Bettenson, Documents of the Christian Church, 2nd ed.

N.B. This review is of the 1963 second edition of this work. Some of the defects may have been remedied in more recent editions.

I would guess that this was intended as a source-book to go with the ecclesiastical history course for ordinands to the Church of England ministry. This would explain the rather skewed representation of the Church: very little on post-schism Orthodoxy, or Protestantism outside England. (I really do mean England – the Church of Scotland gets a mere two pages.)

The layout is broadly chronological, with thematically related documents of the same period grouped together, though there are sudden jumps of a few centuries. Most are introduced with a brief note about their context (often making it clear what the compiler’s own ecclesiology is), but these presuppose some knowledge of the subject matter and history, presumably supplied in the course the book would accompany. So you are expected to know what ‘Monophysite’ means, as this term is never explained. More confusingly, kings and emperors come and go, without the reader being told where they were king of.

The reader also has to struggle with artificially archaic language in some of the translations. For example the Didache was only discovered in 1873, so the translation of it cannot be earlier than that, but it is still rendered into pseudo-Authorised Version English. And while the original translators of the AV had the advantage of being native speakers of 17th-century English (and stylistic masters of writing it), the same can’t be said of this 19th-century pastiche.
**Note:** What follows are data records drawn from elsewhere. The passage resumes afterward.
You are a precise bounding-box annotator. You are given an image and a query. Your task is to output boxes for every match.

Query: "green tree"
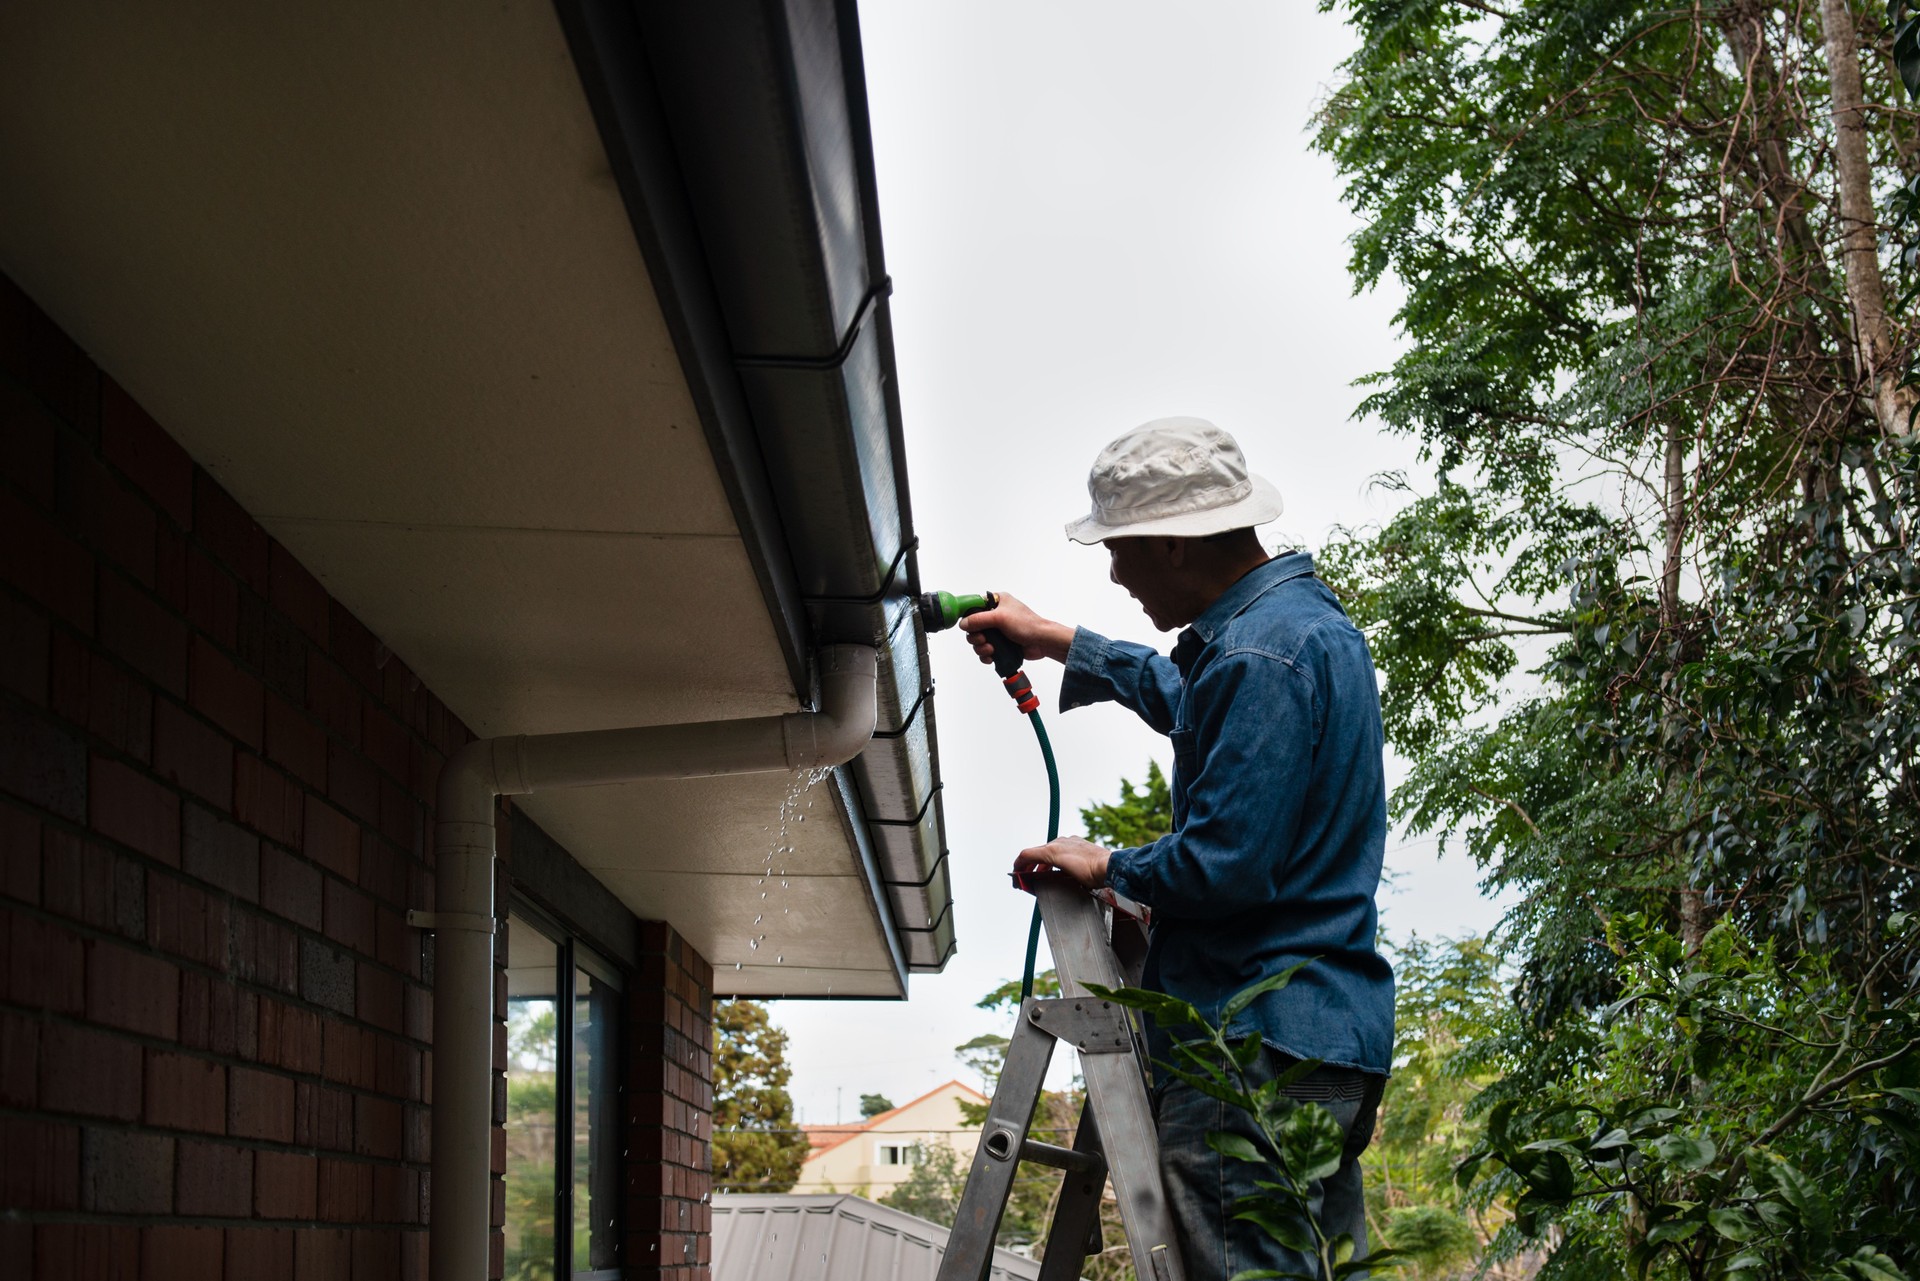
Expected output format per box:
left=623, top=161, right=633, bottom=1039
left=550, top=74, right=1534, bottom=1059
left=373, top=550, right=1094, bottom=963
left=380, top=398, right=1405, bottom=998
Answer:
left=858, top=1092, right=894, bottom=1119
left=1313, top=0, right=1920, bottom=1273
left=879, top=1139, right=968, bottom=1224
left=1080, top=760, right=1172, bottom=850
left=712, top=999, right=808, bottom=1194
Very few of the documents collected here would make anyone feel glad to be a Christian, and the overall impression is of a preoccupation for declaring those who don’t agree with you to be anathema. The exceptions include some touching early Christian epitaphs, and a more hopeful concluding section dealing with moves towards church unity.

My edition is a 1963 reprint (although I believe it was purchased new in the 1980’s!), so sadly it misses some of the most significant documents of recent Christian history: those of the Second Vatican Council. More recent editions (with additional sections by Chris Maunder) include this and other 20th and 21st century material.